Utah lost as many as 24,600 jobs in 2008, and the Utah Department of Workforce Services' chief economist estimates that the state may lose thousands more this year.
Department economist Mark Knold said Tuesday that by the end of the recession, in mid-2009, the state may have lost as many as 30,000 jobs since the downturn began in December 2007.
Knold had previously said that 19,000 jobs would be lost between the end of 2007 and 2009, but job losses may be deeper than originally anticipated, he said.
"I do think the darkest period of the recession we're in is right now," Knold said. "And that will cover the fourth quarter of 2008 and the first and second quarters of 2009, which will take us up to June. In the second half of 2009, we'll stop the bleeding, so to speak."

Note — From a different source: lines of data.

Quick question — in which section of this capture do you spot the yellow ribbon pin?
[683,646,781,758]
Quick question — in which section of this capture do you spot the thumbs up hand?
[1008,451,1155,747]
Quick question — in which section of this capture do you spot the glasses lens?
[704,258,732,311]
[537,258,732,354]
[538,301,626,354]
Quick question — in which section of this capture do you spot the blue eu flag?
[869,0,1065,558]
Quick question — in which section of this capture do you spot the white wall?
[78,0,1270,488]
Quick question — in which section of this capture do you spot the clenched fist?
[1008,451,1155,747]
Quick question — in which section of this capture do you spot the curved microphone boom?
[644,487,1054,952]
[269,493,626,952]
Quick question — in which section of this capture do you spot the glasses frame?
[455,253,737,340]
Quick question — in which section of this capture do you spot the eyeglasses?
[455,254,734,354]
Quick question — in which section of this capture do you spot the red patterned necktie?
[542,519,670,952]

The department on Tuesday released the U.S. Bureau of Labor Statistics' December employment data for Utah. The state's job growth from December 2007 to December 2008 was minus 1.9 percent, close to the national job growth rate of minus 2 percent. Utah's unemployment rate was 4.3 percent, compared with the national unemployment rate of 7.2 percent.
At the peak of the recession, Knold said, Utah's unemployment rate will reach 5 or 6 percent.

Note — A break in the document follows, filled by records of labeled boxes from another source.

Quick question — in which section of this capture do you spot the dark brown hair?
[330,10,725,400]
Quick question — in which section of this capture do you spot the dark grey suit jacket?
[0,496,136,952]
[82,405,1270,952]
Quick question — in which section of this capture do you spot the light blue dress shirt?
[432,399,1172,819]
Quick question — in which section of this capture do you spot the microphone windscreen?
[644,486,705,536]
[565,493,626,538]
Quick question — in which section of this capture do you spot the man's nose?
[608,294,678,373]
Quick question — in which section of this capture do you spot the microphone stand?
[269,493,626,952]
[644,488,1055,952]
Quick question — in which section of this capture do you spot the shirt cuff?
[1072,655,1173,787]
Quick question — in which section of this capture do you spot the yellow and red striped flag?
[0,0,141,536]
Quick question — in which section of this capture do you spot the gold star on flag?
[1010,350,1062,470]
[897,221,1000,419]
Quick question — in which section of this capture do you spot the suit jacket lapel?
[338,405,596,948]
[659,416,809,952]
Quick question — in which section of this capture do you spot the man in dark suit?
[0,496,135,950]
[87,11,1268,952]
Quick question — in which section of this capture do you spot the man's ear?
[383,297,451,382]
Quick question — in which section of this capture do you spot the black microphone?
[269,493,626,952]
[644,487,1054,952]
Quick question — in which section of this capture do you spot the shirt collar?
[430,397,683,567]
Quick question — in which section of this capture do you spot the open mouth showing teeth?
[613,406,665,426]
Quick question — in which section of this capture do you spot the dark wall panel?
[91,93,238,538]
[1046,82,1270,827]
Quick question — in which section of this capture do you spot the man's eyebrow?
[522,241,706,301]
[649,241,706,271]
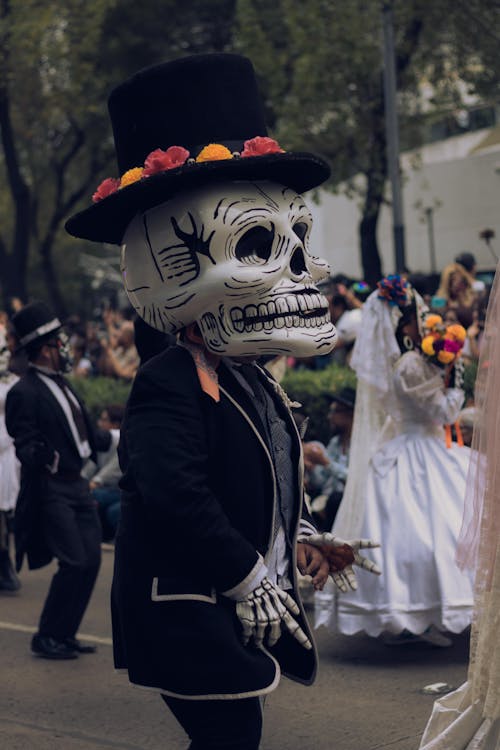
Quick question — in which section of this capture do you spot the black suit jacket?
[112,347,316,698]
[5,368,110,570]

Most of the jobs lost in Utah last year were in construction. Between December 2007 and December 2008, 18,300 construction jobs disappeared. In that same time, 5,800 manufacturing jobs were lost and 4,000 jobs in trade, transportation and utilities.
Although the number of education and government jobs continued to grow, the December numbers may not reflect recent cuts in state and local government, and may not be reflected in employment statistics for months, Knold said.
Even so, he believes the Bureau of Labor Statistics' figure of 24,600 jobs lost in Utah may be an overestimate. Typically, the federal government allows states to analyze the data. In December, the bureau asked for Knold's help with crunching the data but not his analysis, and Knold said he ran out of time to do it himself.
Historically, Utah has always had job growth during November and December, when employees are needed for the holiday and ski seasons. "The difference between the October and December (job) numbers range from 3,000 higher and 15,000 higher, depending on the quality of the economy that year," Knold said. "In other words, in bad economies, it can be as much as 3,000 higher. In good economies it's 15,000 higher."